Autodesk’s history with customization and personalization goes a long way back. AutoCAD has been customizable almost from Day 1. I couldn’t find when the PGP file was introduced (does anybody know?), but scripting was added in 1.4 (1983) and AutoLISP came in with AutoCAD 2.18, in 1986. The Revit API (application programming interface) started with Revit Building 8 and became a more central part of the development process with Revit 2009. Of course, I have to mention Dynamo, which uses a visual programming concept to help those of us who aren’t as comfortable with “code” create and run our very own scripts. And now there’s Autodesk Forge, which is an entire platform of APIs and SDKs (software development kits) designed to extend the functionality of all kinds of data and models. (And of course, it’s not just Autodesk: MacNeel has Rhino and Grasshopper, Microsoft has Power BI, and Google has Flux, just to name a few.)

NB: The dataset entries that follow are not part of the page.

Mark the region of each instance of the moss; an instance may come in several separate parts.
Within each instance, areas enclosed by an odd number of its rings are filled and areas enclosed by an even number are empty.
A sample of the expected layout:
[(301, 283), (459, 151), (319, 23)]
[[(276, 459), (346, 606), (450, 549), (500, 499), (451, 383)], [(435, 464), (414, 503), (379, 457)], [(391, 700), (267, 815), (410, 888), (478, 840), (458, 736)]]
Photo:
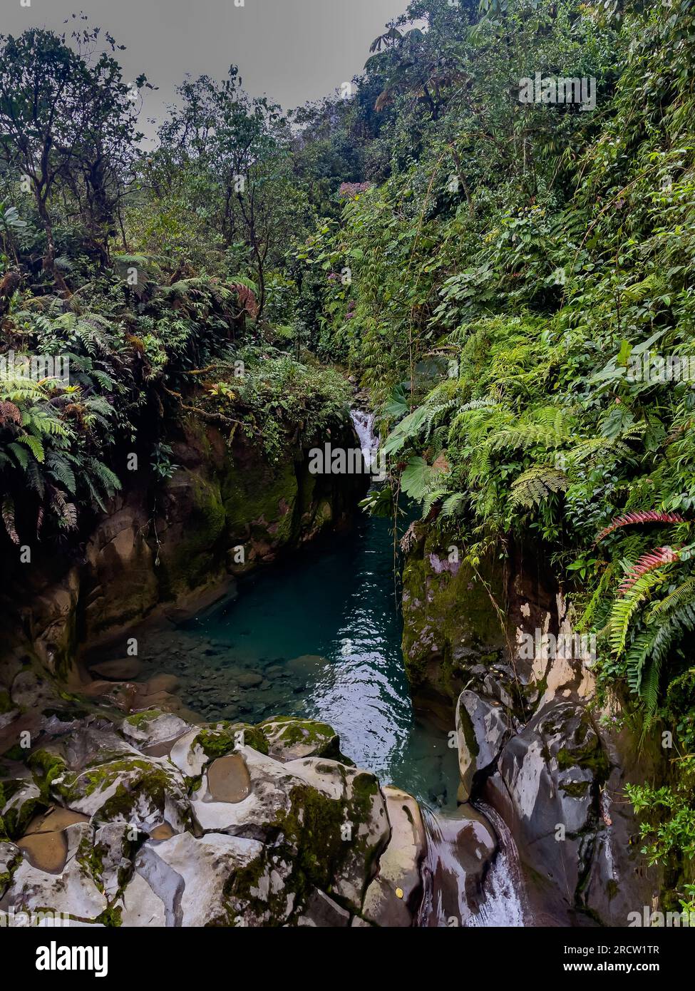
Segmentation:
[(589, 790), (589, 781), (561, 781), (560, 788), (572, 799), (583, 798)]
[[(0, 809), (3, 809), (26, 784), (20, 778), (0, 783)], [(43, 794), (28, 798), (18, 806), (8, 809), (0, 819), (0, 838), (19, 839), (37, 813), (48, 808)]]
[(187, 469), (180, 471), (186, 475), (190, 511), (185, 531), (175, 545), (170, 543), (160, 549), (158, 569), (163, 593), (172, 596), (209, 580), (214, 570), (215, 550), (221, 552), (220, 538), (226, 520), (219, 485)]
[(161, 710), (147, 709), (143, 713), (134, 713), (132, 716), (127, 716), (123, 721), (136, 729), (144, 729), (154, 719), (159, 718), (160, 716), (162, 716)]
[(47, 749), (35, 750), (30, 754), (27, 763), (32, 769), (42, 796), (48, 800), (51, 786), (57, 778), (66, 772), (67, 765), (59, 754)]
[[(447, 546), (446, 540), (430, 534), (405, 560), (403, 650), (405, 673), (413, 687), (432, 678), (434, 661), (434, 687), (454, 699), (462, 675), (454, 660), (458, 650), (470, 650), (476, 661), (486, 654), (497, 659), (505, 646), (505, 633), (485, 585), (470, 567), (461, 564), (456, 574), (437, 574), (432, 568), (429, 555), (446, 561)], [(501, 601), (502, 578), (497, 564), (482, 566), (481, 571)]]
[(557, 751), (556, 759), (561, 771), (566, 771), (570, 767), (583, 767), (592, 772), (599, 784), (606, 781), (611, 772), (608, 755), (597, 736), (591, 736), (583, 748), (575, 750), (561, 747)]
[(459, 724), (463, 731), (463, 739), (466, 749), (472, 757), (477, 757), (480, 753), (480, 746), (473, 729), (473, 722), (465, 706), (460, 707)]
[(27, 751), (24, 747), (20, 746), (19, 743), (13, 744), (9, 750), (3, 752), (3, 757), (7, 760), (24, 760), (27, 756)]
[(280, 731), (269, 733), (269, 740), (275, 746), (282, 745), (288, 748), (296, 743), (305, 743), (315, 748), (319, 757), (331, 757), (335, 760), (342, 760), (340, 753), (340, 741), (332, 726), (326, 722), (317, 722), (313, 719), (296, 719), (290, 716), (279, 716), (278, 718), (264, 719), (260, 722), (258, 729), (264, 731), (264, 727), (269, 728), (273, 724), (283, 728)]
[(294, 462), (272, 469), (262, 461), (234, 468), (222, 484), (222, 499), (233, 539), (288, 543), (294, 530), (297, 481)]
[(122, 920), (123, 909), (121, 906), (110, 906), (108, 909), (104, 909), (100, 916), (95, 920), (97, 923), (101, 923), (102, 926), (106, 926), (107, 929), (118, 928), (123, 925)]
[(232, 753), (238, 744), (237, 733), (243, 732), (245, 746), (253, 747), (259, 753), (268, 753), (268, 740), (260, 727), (248, 722), (217, 722), (213, 727), (206, 726), (195, 737), (196, 743), (202, 747), (203, 753), (210, 760), (224, 757)]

But are we losing something in our race for complete customization? Is there still some value to a universal experience? (Anybody who has sat down at a new machine and realized the keyboard shortcuts are different—or worse, that your favorite add-in isn’t installed—will know what I mean.) Sometimes the ubiquity of customization and personalization capabilities makes me feel like I’m living in If You Give A Mouse A Cookie—once you start changing things to meet your preferences, where does it stop?
At Autodesk University last year, I saw a board that the Research team was using to ask people how certain types of settings should be stored: by individual, by project, or by company. Settings dialogs aren’t necessarily laid out that way (or if they are, they don’t use that nomenclature), but I thought it was a useful concept. For example: each person can have his or her own set of keyboard shortcuts, but a title block belongs to a project, and plot settings belong to the firm (or at least, to an office).
If you work with people who don’t quite understand why they just can’t change a particular setting, maybe this will be a helpful framework to deploy. If you can explain what personalization and customization they are allowed to do, it might help them accept the ones they can’t change.
I’ll conclude with these thoughts: Personalization, used wisely, can strengthen our connection to the tools we use and make our interactions with them more comfortable. Customization, leveraged strategically, can expand our technical abilities beyond what a program’s creator ever imagined. And both, if taken too far, can sow chaos and confusion within a user base.
The ability to personalize and customize our software is an extremely powerful one. But I’m sure you know that with great power comes great responsibility. (Thank you, Spider-Man.)